En primer lugar Felicidades a todos los padres, los Pepe, José, Josefina, Mª José y demás; pero muy especialmente a mi padre y a mi madre que además de llamarse Josefina es su cumpleaños. Felicidades papis os quiero.
Con mi sobrino de 6 años les hemos preparado una gran sorpresa, y seguro que no se la esperan.
En mi pueblo íbamos a merendar al campo y el bocadillo era de tortilla con chorizo y jamón, después cada grupo lo preparaba como quería (ensaladas, queso, pastelitos...) lo que no podía faltar era el bocata.
Como el peque tiene dibujo me dijo que se haría muy tarde para prepararlo y entonces no íbamos a poder ir al campo, solución, preparamos una escusa para que los abuelos se vayan de casa y mis hijos, sobrinos y yo preparamos todo.
Macetas para imaginarnos estar en el campo, colgaremos globos a petición infantil, unos dibujos que les han hecho y cuando mi hermana venga los trae a ellos y se encuentran el tenderete montado.
A ellos les hace mucha ilusión que lo celebremos así, y no se puede nadie imaginar la que me hace a mí, aparte de ver como se implican y el secreto que hay.
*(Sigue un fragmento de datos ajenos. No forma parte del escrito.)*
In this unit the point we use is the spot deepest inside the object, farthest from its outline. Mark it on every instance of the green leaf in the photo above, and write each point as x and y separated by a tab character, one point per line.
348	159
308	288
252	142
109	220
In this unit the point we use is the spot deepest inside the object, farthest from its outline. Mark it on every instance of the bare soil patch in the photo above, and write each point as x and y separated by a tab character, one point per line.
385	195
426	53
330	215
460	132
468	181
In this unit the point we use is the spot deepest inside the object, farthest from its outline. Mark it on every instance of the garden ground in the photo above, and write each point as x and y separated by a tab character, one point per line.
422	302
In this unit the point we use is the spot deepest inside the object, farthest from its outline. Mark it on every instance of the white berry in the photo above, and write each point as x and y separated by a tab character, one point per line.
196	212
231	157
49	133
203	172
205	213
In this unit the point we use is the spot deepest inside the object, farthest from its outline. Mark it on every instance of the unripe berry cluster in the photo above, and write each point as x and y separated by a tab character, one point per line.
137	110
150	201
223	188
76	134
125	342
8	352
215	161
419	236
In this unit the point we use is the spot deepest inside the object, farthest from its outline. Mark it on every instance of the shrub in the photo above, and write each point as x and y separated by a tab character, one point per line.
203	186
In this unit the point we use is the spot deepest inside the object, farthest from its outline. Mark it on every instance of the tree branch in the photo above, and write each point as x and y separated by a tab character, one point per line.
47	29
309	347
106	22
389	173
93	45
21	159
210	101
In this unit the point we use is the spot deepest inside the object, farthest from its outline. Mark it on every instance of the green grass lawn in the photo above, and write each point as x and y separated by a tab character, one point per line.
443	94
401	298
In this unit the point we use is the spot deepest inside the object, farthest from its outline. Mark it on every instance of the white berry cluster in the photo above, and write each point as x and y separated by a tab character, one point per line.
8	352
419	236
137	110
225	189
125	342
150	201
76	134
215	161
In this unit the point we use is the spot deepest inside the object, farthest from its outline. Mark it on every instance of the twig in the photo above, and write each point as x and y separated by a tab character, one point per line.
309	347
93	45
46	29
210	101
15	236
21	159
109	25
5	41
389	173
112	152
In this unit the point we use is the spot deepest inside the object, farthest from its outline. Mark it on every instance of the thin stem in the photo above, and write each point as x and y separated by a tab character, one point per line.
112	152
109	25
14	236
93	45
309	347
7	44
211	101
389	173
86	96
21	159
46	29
En plan serio lo dejamos para el sábado.
Mis abuelos tenían una finca y cuando llegaba el buen tiempo nos íbamos ya que los hombres hacían las labores propias del campo. Me gustaba ir, ya que estábamos todo el día corriendo, nos metíamos en los campos que estaban segando, subía al trillo con mi abuelo, mi padre o mi tío. También nos llevaban en la galera. Ayudábamos con el ganado. Era un sin parar y todavía protestábamos cuando nos obligaban a echarnos la siesta. La casa estaba en el alto y abajo había una fuente de manantial le pusieron una teja (a día de hoy todavía sigue igual) y salía un agua muy fresquita, no nos dejaban bajar solas porque al lado había un rió, con juncos, cañas... La verdad que a día de hoy, y ha pasado mucho tiempo todavía lo echo de menos.